Wednesday, January 16, 2013

Waiting to hear from William P. Foley II

I do not know if Mr. Foley (or most likely an assistant) will even read or respond to the letter I wrote - but I feel a certain sense of satisfaction having sent it and expressing my feelings.

In the meantime - the last legal part of the lawsuit was requesting documents from Fidelity National Title.  They were late in responding - I did not receive the thousands of pages until the Monday night before the Thursday morning Settlement Conference.  And obviously many of them were repetitive as email responses can repeat the preceding emails dozens of times.  I spent days pouring over these documents searching for clues and I am certain I did not find them all.

Along with the documents, Fidelity National Title accidentally sent a draft version of their response before sending the final version.  There were very few changes - including not seeing an incomplete sentence that remained in the final version (I guess proof reading this document was not a high priority) - and it also seemed to me that many of their responses were an effort to avoid answering the request - but then I am not a lawyer.

What I did do is the following:

  1. Cut and paste every response made by Fidelity National Title to the original request - this was the only way I could make sense of it.
  2. Carefully read through each Request from my attorney and the Response from Fidelity National Title - most of their responses were repetitive - and did not really address the request but then again - I am not an attorney.
  3. I took some of the most relevant items that were either confusing or I felt were not addressing the request or I felt were trying to not send information - and I made jpegs of those - so that I can post them on this blog and comment on them.
Needless to say all of this took hours but at least for me it was very helpful in understanding - or not understanding - the process.

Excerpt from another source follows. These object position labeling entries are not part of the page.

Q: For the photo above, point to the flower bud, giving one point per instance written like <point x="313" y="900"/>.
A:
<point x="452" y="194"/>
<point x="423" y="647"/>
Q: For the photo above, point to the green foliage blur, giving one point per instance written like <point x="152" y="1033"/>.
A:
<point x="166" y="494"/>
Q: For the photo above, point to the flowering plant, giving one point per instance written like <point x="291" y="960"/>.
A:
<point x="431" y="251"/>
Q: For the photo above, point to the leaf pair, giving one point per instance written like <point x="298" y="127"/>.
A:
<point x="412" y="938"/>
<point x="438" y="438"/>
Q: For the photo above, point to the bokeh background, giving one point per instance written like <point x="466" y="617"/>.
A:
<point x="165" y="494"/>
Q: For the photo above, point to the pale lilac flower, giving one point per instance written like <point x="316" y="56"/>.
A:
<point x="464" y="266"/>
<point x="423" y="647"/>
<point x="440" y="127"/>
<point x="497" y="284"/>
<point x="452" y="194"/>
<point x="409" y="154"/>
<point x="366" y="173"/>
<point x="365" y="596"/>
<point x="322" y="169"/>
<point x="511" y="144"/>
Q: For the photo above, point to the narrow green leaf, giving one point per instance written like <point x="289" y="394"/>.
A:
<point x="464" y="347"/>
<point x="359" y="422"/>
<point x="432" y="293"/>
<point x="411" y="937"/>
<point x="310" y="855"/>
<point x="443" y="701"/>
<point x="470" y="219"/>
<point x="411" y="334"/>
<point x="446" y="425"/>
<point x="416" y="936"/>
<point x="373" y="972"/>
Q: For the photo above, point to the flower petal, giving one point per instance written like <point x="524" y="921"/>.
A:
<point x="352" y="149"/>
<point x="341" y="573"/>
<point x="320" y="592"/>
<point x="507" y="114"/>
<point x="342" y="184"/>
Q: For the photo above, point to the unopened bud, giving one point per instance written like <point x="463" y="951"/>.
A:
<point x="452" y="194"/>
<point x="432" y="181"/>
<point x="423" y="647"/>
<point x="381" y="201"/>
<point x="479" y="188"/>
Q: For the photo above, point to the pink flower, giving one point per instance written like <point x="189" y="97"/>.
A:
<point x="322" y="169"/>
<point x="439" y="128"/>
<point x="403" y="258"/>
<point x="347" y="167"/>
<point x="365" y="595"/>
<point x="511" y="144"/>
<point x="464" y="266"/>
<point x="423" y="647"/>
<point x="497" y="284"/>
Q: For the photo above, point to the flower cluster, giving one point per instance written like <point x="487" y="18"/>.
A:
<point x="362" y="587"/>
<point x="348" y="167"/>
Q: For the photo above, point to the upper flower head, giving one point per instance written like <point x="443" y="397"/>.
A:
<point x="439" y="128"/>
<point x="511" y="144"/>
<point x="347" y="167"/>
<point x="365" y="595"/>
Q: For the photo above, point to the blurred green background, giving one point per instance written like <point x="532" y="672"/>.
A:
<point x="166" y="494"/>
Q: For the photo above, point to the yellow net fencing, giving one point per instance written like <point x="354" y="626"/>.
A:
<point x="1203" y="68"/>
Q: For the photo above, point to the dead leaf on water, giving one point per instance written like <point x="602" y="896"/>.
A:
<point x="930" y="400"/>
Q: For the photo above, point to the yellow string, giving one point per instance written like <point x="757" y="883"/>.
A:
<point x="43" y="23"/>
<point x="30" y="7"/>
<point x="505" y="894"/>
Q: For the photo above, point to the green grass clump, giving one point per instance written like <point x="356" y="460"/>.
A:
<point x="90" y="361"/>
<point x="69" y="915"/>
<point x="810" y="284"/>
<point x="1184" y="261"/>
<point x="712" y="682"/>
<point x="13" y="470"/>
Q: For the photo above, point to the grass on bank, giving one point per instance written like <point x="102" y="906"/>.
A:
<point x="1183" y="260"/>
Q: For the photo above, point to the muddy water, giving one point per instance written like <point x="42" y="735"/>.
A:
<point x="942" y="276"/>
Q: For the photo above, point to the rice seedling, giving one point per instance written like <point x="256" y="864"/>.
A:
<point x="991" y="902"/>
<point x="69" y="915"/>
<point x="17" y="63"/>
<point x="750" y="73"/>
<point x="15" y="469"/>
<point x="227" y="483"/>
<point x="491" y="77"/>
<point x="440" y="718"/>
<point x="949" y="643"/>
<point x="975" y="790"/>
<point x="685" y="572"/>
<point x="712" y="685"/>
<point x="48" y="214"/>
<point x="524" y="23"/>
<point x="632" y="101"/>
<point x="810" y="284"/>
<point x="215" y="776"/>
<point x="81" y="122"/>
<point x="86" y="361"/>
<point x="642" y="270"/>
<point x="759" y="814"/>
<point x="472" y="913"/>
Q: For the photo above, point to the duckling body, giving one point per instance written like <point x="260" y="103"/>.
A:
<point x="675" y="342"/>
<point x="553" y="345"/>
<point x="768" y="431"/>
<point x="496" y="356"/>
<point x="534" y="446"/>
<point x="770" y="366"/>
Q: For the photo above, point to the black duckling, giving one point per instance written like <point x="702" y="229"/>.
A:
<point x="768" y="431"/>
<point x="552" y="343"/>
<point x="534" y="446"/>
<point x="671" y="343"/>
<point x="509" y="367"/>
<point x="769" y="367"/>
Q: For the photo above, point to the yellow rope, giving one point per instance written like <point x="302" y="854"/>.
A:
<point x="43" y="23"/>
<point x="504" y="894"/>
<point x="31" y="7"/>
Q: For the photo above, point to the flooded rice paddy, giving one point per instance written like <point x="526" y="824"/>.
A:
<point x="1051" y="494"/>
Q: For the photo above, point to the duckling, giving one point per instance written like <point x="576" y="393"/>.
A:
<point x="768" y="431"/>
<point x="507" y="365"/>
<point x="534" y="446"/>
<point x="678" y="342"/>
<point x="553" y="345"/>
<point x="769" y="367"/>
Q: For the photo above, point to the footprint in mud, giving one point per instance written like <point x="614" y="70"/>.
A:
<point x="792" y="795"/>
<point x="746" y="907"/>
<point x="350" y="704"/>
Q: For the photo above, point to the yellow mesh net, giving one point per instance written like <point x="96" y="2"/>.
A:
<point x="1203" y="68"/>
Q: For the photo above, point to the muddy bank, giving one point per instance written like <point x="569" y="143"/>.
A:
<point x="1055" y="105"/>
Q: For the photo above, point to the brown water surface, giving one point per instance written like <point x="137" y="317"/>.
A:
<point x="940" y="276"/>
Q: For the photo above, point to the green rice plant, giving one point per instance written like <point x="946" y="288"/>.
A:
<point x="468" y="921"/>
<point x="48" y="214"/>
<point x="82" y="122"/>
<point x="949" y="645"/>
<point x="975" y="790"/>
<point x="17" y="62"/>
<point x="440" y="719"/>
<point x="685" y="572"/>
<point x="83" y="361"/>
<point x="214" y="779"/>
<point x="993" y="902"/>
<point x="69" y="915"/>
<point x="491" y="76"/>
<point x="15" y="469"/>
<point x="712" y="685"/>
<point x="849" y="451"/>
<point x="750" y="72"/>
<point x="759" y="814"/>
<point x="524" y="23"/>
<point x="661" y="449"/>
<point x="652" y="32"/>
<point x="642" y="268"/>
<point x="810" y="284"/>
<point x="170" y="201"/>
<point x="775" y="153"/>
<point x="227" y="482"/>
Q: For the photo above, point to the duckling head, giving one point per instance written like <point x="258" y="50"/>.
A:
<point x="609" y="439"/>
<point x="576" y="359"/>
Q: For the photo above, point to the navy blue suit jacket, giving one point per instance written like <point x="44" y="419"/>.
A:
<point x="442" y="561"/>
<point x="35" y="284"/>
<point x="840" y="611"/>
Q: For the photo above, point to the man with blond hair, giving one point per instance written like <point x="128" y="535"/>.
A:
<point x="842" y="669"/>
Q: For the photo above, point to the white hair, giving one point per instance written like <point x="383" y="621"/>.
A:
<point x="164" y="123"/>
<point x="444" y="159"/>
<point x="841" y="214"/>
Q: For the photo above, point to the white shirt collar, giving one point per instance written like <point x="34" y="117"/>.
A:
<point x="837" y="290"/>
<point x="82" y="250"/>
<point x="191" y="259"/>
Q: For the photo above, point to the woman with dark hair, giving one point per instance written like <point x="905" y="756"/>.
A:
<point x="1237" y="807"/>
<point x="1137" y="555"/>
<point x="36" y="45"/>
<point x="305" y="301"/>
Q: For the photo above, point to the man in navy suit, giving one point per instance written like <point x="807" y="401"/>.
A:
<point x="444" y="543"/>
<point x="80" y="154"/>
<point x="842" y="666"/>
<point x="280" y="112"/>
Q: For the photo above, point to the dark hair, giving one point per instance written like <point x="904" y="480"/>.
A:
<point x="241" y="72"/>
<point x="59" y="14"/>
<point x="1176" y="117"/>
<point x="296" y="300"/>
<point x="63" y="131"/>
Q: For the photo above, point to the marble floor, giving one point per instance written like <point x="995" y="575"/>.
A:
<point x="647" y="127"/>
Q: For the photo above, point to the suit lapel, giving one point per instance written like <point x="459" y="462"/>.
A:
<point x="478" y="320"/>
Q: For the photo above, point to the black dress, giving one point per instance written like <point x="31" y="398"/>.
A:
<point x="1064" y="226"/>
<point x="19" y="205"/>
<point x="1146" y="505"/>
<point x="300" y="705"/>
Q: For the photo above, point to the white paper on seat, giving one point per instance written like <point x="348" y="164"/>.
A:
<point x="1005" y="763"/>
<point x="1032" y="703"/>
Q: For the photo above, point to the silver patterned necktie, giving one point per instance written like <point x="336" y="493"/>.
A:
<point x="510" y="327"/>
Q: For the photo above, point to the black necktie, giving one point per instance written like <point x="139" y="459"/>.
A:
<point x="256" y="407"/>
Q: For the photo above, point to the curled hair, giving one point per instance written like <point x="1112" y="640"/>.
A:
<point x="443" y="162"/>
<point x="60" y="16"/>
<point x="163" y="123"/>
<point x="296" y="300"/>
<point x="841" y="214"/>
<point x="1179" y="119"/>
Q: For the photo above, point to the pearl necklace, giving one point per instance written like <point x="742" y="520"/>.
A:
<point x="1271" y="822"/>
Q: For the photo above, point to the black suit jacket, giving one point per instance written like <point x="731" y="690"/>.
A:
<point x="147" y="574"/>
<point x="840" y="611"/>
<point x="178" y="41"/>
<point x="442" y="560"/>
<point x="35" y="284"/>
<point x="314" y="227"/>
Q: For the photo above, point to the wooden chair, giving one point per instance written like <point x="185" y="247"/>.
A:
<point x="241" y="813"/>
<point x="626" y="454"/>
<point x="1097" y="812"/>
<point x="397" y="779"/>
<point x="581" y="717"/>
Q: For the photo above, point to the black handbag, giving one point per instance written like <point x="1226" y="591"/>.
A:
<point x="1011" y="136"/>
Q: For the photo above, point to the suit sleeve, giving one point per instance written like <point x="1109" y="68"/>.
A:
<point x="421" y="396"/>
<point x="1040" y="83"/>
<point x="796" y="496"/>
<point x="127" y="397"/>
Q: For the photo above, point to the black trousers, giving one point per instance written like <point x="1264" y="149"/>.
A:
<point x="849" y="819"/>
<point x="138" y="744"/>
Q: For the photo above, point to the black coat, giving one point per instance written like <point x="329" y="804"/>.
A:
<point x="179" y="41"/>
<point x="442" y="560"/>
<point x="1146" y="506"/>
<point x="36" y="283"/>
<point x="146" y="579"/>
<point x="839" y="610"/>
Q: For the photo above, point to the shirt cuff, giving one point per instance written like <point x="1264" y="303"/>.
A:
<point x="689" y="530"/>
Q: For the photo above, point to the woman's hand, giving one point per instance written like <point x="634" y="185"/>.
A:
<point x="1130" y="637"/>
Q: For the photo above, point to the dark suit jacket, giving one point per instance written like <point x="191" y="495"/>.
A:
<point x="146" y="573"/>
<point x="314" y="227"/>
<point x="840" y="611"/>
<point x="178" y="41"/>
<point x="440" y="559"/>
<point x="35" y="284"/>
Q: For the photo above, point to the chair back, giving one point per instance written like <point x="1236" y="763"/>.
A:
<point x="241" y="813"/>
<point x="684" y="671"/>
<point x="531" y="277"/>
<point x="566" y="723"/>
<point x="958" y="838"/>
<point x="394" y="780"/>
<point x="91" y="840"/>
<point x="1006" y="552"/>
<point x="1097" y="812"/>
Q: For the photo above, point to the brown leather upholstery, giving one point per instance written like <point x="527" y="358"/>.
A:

And there were also many things that I found interesting.  First, in every risk management course I have ever taken - Risk Management 101 is keeping a detailed calendar and phone log of every conversation.  I found it very interesting that not one of the employees of Fidelity National Title apparently did this even though a majority of them were attorneys.  I thought this was one of the first things they taught people in law school.  Or I cannot help but wonder if they do keep a calendar and phone log - why did they not send them?  In emails they mentioned phone and other conversations - but there were no logs of what was actually said in those conversations.  And I had a few phone conversations with various employees - and there were no records of those phone conversations either.  I guess I find this either strange and/or unprofessional.  

And now and in the future - I am just going to say Fidelity National Title who worked for which division was and is confusing.  As you will see, even though Fidelity National Title Insurance Company turned to Fidelity National Title Company to research the easements - if a title question (which is really what the entire claim is about) is asked - those documents are not produced as Fidelity National Title Insurance Company is not a title company.  So documents like all of the original title and escrow documents are not included.  But isn't it the basis of those documents that my title was insured on?

The further I delve into the workings of Fidelity National Financial, Fidelity National Title Company, Fidelity National Title Insurance Company and Fidelity National Law Group - the more questions I have.

So later today or tomorrow I will start to post some of the Requests and Responses and I will comment on my confusions and/or what I had hoped to find out.